You don't need to write platform-specific code if you use some cross-platform framework. For simple programs it may be enough to use only the standard library of your language of choice.

> single portable binary that can run on x86 windows, arm64 linux and in your browser with zero modification

It has little value. Compiling a separate binary for each OS isn't that hard, since only a handful of architectures and operating systems are actually in use. Using an abstract cross-platform binary (like WASM) in the other hand adds extra performance costs and other user-side overhead, which isn't strictly necessary.

> You don't need to write platform-specific code if you use some cross-platform framework. For simple programs it may be enough to use only the standard library of your language of choice.

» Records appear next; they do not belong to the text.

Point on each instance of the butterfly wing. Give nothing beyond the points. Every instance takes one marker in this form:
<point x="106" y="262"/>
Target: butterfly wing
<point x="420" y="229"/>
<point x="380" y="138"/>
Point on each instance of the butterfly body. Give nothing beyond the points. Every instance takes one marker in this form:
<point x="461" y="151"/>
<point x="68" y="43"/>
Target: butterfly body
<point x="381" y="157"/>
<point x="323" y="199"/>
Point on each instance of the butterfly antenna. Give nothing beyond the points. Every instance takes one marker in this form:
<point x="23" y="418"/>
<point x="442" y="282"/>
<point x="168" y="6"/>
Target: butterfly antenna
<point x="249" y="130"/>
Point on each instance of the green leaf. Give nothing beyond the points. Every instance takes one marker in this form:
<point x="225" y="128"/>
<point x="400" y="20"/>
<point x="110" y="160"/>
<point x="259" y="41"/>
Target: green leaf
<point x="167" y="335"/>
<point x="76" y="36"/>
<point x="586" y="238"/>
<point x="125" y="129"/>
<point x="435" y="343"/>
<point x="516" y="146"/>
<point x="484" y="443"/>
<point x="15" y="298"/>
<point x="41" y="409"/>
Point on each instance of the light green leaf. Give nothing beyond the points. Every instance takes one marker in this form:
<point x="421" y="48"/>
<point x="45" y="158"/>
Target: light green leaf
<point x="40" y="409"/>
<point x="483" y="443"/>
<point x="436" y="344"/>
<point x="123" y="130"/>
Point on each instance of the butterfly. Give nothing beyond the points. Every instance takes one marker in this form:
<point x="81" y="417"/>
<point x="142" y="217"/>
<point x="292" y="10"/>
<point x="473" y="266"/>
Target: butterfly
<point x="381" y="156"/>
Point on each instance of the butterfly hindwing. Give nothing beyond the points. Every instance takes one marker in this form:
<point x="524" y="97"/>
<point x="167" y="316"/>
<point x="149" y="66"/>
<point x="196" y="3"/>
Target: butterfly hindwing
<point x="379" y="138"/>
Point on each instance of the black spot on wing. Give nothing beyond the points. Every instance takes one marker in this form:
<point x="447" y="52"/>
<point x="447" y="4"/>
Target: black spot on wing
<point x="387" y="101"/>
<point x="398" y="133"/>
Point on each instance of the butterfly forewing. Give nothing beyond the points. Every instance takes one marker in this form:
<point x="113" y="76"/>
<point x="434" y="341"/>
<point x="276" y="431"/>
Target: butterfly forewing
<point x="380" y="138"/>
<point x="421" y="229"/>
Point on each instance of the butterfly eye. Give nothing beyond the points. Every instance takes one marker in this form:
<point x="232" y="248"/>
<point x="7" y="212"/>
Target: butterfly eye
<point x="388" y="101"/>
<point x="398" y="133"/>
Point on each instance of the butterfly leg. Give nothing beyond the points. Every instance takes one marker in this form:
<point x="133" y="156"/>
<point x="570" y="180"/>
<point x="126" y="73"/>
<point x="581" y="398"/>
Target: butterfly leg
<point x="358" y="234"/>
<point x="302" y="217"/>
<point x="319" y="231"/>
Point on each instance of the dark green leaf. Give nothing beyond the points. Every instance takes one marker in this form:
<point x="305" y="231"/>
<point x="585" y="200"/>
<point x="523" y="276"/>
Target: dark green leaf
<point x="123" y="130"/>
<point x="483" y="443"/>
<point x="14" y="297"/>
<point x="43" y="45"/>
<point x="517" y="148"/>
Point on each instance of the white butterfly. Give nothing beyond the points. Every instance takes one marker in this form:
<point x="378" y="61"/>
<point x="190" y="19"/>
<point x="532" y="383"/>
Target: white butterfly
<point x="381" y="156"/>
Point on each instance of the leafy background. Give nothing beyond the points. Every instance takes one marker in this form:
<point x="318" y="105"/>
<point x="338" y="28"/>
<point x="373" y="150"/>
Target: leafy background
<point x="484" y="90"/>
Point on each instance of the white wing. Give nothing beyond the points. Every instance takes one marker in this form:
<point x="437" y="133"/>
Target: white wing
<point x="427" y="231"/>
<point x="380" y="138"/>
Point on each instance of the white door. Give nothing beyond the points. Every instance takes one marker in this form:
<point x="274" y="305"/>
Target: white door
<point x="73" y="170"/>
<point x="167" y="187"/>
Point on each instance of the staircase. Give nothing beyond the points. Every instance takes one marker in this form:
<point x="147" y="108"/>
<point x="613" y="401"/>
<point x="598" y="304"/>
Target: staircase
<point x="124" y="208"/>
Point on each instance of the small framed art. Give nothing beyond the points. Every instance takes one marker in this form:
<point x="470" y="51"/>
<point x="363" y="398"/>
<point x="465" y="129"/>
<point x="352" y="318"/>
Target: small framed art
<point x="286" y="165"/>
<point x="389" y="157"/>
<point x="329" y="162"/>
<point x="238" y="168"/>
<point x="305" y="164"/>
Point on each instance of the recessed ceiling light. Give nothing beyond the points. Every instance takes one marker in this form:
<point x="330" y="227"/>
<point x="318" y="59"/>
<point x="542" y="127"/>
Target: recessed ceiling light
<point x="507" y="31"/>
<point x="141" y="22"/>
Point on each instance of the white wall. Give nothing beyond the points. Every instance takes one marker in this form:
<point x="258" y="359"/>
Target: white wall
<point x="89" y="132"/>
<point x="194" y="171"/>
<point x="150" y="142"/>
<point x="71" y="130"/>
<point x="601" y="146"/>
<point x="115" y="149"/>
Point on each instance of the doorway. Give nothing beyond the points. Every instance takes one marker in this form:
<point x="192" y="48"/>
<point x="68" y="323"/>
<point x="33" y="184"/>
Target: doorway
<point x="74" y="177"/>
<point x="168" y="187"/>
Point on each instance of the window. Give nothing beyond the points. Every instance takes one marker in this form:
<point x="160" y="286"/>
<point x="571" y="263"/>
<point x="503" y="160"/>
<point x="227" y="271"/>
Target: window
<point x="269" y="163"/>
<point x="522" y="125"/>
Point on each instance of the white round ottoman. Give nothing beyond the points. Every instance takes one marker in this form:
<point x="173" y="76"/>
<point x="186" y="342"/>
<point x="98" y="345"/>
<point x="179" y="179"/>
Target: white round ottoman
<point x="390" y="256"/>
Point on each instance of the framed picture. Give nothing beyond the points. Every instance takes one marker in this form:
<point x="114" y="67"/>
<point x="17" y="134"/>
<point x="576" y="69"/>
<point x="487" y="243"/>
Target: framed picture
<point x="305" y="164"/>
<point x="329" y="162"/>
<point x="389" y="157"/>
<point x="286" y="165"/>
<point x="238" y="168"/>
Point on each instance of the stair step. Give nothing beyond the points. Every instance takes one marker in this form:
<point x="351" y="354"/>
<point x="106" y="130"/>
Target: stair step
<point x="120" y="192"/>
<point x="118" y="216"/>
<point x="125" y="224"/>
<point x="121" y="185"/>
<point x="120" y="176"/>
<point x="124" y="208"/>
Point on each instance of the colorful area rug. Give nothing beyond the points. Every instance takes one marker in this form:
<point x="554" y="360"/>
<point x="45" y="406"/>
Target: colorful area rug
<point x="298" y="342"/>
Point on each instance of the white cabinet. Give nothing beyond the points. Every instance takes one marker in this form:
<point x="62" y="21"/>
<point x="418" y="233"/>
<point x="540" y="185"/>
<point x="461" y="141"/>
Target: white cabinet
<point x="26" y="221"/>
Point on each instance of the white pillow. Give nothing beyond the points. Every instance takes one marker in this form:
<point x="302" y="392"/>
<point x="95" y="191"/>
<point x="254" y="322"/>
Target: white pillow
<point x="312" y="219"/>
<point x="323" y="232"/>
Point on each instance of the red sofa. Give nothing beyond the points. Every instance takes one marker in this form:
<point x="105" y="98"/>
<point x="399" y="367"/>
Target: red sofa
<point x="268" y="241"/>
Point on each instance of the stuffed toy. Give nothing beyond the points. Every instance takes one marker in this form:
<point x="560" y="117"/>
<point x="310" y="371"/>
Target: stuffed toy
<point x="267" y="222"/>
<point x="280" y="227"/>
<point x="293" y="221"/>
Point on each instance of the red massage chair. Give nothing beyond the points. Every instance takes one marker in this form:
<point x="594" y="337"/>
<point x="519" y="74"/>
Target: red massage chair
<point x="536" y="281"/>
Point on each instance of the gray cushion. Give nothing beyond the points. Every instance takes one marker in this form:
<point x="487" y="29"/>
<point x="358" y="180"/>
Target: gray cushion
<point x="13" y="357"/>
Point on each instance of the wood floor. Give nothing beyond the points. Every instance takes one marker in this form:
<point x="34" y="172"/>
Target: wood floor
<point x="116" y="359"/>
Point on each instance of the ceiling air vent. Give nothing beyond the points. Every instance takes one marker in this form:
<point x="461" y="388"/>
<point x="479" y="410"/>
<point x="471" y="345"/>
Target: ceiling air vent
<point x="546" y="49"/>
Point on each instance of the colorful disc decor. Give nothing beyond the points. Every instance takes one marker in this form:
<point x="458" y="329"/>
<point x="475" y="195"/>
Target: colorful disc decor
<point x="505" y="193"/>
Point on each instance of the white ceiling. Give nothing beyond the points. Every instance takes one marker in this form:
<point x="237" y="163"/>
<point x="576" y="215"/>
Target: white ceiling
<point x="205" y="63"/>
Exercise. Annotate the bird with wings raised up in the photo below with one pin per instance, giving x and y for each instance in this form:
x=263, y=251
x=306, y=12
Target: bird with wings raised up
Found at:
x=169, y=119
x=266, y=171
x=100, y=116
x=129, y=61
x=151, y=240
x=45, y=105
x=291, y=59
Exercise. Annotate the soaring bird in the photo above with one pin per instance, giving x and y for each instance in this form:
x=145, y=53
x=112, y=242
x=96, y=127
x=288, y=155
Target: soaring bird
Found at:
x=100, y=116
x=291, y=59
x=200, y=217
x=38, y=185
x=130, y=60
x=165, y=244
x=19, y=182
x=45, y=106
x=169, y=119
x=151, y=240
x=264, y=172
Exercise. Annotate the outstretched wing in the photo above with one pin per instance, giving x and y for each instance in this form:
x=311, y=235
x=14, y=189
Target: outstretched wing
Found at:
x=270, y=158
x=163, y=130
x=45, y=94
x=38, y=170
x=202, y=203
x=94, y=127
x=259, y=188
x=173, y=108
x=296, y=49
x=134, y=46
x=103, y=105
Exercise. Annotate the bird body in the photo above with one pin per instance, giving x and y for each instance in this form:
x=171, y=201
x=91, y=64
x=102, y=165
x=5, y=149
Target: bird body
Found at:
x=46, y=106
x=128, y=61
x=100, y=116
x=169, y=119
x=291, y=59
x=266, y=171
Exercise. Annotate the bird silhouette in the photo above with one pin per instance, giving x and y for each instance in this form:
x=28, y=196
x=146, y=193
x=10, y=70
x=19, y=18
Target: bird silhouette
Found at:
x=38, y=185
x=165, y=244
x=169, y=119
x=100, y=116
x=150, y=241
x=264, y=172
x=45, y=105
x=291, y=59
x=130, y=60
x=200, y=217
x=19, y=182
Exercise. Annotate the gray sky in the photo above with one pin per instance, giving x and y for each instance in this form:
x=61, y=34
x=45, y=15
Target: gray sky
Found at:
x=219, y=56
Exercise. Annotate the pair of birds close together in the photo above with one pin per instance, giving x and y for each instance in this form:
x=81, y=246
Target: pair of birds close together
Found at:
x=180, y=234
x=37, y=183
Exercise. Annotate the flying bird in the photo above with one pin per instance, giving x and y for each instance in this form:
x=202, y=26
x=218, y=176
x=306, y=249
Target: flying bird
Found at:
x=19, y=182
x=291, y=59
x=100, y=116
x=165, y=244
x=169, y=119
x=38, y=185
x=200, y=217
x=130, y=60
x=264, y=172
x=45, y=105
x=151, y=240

That's a circular argument and "some" is doing a lot of work there. What cross-platform framework would you be referring to?

> It has little value. Compiling a separate binary for each OS isn't that hard, since only a handful of architectures and operating systems are actually in use. Using an abstract cross-platform binary (like WASM) in the other hand adds extra performance costs and other user-side overhead, which isn't strictly necessary.

It my have little value to you but that doesn't mean it has little value to everyone. I don't agree that compiling to multiple architectures is without difficulty and restricting yourself to only popular ones proves the point. What specific "other user-side overhead" would you be referring to? Lots of things aren't strictly necessary, that doesn't imply they're not necessary. Yes, there is a performance cost. Sometimes that cost is worth paying.

No you don't, because WASM is only compute, and you need exactly runtime specific code and third party frameworks for everything else as imported functions.
That's what WASI is for
And like CORBA, or POSIX, the portability does not work 100% as being sold.